The Concerto for Piano is a composition for solo piano and orchestra by the American composer Elliott Carter. The work was commissioned by the pianist Jacob Lateiner with support from the Ford Foundation. It was composed between 1964 and 1965 and was first performed at Symphony Hall, Boston on January 6, 1967, by Lateiner and the Boston Symphony Orchestra under the conductor Erich Leinsdorf. The piece was dedicated to the composer Igor Stravinsky for his 85th birthday.

==Composition==
The concerto has a duration of roughly 25 minutes and is composed in two numbered movements. The work is built upon techniques from two previous Carter's pieces: his String Quartet No. 2 (1959) and the Double Concerto for Harpsichord and Piano with Two Chamber Orchestras (1961). Carter elaborated on this in the score program notes, writing:
As in these, there are variously graded sequential and simultaneous oppositions of dramatic character and material associated with the musical protagonists: here, a concertino of three winds and four solo strings mediates between the individualized solo piano part and the orchestral mass. As the work progresses through its two movements, the soloist becomes increasingly disassociated from and opposed to the orchestra, each developing its own musical expression and material in its own way. A unifying musical discourse, however, joins the conflicting elements into one artistic whole.

===Instrumentation===
The work is scored for a solo piano and an orchestra comprising three flutes (two doubling piccolo), two oboes, cor anglais, two clarinets, bass clarinet, two bassoons, contrabassoon, four horns, three trumpets, three trombones, tuba, two percussionists, and strings. In addition there is a concertino group consisting of flute, english horn, bass clarinet, violin, viola, cello, and double bass.

==Reception==
The concerto has been highly praised by music critics and is regarded as one of the composer's best works. Reviewing a 2013 performance of the piece, Andrew Clark of the Financial Times called it "a classic of his high modernist phase" and remarked, "The piece hasn't become any 'lighter' with the years, but the inexorable sweep of this reading helps to mitigate the dense thickets of such complex music." In a guide to Carter's music, Tom Service of The Guardian similarly lauded:
My favourite of the pieces from Carter's heroic period is the 1964-5 Piano Concerto, partly because it makes an extraordinarily energetic and sometimes terrifying noise – such as the moment when the orchestra attempts to suffocate the pianist with a vapour-like veil of sound, but also because it's a piece whose labyrinthine depths of meaning and motion could sustain a lifetime of listening – and are quite possibly unplumbable.

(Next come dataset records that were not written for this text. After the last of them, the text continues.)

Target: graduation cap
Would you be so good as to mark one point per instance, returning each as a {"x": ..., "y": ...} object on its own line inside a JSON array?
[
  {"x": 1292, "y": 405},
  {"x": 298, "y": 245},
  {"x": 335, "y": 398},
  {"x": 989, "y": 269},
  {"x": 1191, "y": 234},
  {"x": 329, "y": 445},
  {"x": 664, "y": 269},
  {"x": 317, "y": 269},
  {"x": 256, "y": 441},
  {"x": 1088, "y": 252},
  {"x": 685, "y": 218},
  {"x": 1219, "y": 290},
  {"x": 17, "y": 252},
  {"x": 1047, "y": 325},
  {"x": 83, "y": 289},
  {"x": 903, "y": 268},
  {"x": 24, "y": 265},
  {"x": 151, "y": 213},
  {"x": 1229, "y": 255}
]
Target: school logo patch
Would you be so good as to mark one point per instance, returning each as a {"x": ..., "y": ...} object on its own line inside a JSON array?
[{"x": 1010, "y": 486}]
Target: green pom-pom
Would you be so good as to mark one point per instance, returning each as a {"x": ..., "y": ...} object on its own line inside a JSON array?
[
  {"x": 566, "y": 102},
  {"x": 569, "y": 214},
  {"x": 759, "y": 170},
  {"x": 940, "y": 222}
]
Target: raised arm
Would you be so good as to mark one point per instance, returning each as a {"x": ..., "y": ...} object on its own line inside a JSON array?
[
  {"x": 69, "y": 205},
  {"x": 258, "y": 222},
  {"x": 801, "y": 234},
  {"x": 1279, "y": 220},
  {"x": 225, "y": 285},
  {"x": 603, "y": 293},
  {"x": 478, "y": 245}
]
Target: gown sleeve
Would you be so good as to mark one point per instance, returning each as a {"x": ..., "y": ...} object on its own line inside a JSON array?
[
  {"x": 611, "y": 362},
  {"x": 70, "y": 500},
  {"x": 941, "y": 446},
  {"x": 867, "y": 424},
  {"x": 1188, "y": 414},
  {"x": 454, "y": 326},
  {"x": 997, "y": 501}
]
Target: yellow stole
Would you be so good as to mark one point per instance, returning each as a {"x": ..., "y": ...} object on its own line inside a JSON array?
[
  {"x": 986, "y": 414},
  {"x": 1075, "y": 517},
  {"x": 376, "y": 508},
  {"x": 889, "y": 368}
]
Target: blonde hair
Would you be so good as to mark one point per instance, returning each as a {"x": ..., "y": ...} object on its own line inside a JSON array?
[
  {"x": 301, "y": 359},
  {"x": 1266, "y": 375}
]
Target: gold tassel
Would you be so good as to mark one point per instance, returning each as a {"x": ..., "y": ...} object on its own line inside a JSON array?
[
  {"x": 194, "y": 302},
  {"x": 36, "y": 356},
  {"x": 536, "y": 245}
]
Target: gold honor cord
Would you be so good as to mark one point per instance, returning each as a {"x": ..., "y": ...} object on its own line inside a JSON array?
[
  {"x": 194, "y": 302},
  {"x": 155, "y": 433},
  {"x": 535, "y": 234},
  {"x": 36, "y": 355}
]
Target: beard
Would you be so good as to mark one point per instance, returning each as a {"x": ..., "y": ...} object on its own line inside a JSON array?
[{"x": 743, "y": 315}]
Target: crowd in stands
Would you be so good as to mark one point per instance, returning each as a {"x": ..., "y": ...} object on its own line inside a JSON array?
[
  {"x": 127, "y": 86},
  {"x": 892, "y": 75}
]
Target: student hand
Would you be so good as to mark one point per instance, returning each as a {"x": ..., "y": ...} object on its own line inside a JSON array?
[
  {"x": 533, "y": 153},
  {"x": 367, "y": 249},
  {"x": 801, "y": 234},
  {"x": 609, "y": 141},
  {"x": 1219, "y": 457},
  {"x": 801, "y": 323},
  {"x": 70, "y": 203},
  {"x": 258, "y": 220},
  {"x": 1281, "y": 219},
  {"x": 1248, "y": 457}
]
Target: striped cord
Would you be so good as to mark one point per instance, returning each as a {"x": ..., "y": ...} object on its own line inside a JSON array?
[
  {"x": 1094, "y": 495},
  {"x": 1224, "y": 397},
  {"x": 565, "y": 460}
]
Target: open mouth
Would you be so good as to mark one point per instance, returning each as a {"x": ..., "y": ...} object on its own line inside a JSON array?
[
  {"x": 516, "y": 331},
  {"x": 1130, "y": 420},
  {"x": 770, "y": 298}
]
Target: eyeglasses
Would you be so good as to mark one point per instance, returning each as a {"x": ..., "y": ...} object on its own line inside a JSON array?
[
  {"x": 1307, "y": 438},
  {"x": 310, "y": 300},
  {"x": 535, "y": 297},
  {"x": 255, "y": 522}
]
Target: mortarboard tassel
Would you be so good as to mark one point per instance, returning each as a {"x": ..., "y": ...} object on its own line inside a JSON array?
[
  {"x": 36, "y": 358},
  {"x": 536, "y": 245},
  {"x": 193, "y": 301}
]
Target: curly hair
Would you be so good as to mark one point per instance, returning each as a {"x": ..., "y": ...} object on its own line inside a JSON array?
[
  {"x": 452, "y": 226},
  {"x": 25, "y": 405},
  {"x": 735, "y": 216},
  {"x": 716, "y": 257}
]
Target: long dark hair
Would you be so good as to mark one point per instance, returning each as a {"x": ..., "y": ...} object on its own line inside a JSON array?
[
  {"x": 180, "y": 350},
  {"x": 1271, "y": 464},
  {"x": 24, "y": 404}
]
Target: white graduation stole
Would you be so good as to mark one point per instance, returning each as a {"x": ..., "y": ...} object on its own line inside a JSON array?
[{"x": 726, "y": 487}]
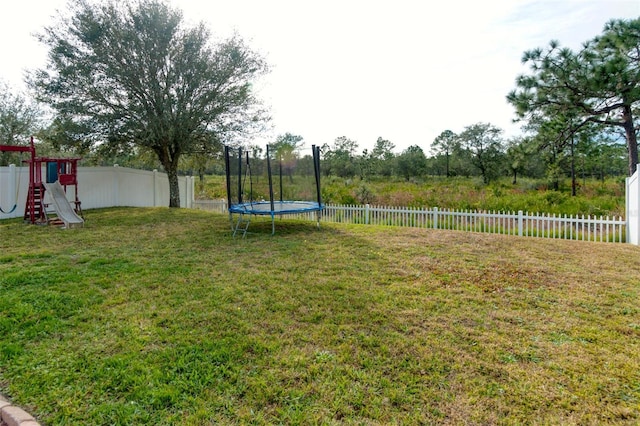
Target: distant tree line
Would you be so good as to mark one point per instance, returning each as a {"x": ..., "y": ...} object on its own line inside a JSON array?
[{"x": 135, "y": 85}]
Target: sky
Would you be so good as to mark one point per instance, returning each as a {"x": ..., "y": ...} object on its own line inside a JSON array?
[{"x": 403, "y": 70}]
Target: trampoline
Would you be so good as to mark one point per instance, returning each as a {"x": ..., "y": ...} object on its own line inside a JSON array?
[{"x": 284, "y": 182}]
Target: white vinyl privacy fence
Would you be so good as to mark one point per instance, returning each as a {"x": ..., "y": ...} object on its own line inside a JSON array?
[
  {"x": 633, "y": 208},
  {"x": 119, "y": 186},
  {"x": 98, "y": 187}
]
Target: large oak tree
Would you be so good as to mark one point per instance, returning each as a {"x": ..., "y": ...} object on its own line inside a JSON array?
[{"x": 132, "y": 74}]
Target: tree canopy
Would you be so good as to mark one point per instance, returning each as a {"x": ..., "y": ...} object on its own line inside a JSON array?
[
  {"x": 131, "y": 74},
  {"x": 569, "y": 92}
]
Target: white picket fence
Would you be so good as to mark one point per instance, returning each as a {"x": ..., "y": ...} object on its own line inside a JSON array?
[{"x": 589, "y": 228}]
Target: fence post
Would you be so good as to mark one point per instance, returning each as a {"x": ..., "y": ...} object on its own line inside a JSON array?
[
  {"x": 520, "y": 223},
  {"x": 435, "y": 218}
]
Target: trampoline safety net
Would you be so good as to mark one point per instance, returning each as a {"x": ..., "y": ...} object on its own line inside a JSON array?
[{"x": 280, "y": 181}]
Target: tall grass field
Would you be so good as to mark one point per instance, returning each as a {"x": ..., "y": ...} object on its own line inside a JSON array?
[
  {"x": 593, "y": 197},
  {"x": 160, "y": 317}
]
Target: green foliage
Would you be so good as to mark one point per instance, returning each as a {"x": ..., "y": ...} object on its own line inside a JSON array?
[
  {"x": 19, "y": 120},
  {"x": 412, "y": 163},
  {"x": 344, "y": 325},
  {"x": 136, "y": 76},
  {"x": 568, "y": 93}
]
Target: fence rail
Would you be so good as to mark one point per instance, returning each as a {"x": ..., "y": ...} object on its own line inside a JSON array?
[{"x": 589, "y": 228}]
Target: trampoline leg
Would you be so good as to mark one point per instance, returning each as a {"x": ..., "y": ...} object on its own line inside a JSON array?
[
  {"x": 240, "y": 221},
  {"x": 273, "y": 225}
]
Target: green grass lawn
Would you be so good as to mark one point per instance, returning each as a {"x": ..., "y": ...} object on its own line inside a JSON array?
[{"x": 158, "y": 316}]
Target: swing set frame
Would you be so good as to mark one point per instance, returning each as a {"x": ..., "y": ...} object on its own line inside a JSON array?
[{"x": 66, "y": 173}]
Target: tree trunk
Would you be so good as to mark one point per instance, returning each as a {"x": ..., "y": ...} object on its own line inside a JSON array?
[
  {"x": 174, "y": 188},
  {"x": 632, "y": 141},
  {"x": 169, "y": 160}
]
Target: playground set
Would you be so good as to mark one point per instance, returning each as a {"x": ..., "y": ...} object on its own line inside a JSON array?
[{"x": 61, "y": 173}]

In a thank you letter to Carter, the composer Igor Stravinsky described the composition as "a masterpiece," despite admitting that he at one point had trouble hearing everything that was happening in the score. The music critic Alex Ross commented on Stravinsky's remark, adding:
If Stravinsky struggled, what hope was there for the rest of us? When I pored over the scores, studied Carterite treatises, and rattled the neighbors with repeated listenings to the recordings, I was able to grasp his difficult aesthetic. But when I listened in a more passive mode, I had the instinctive reaction that Carter has inspired in subscription audiences for decades: Please stop this crazy noise.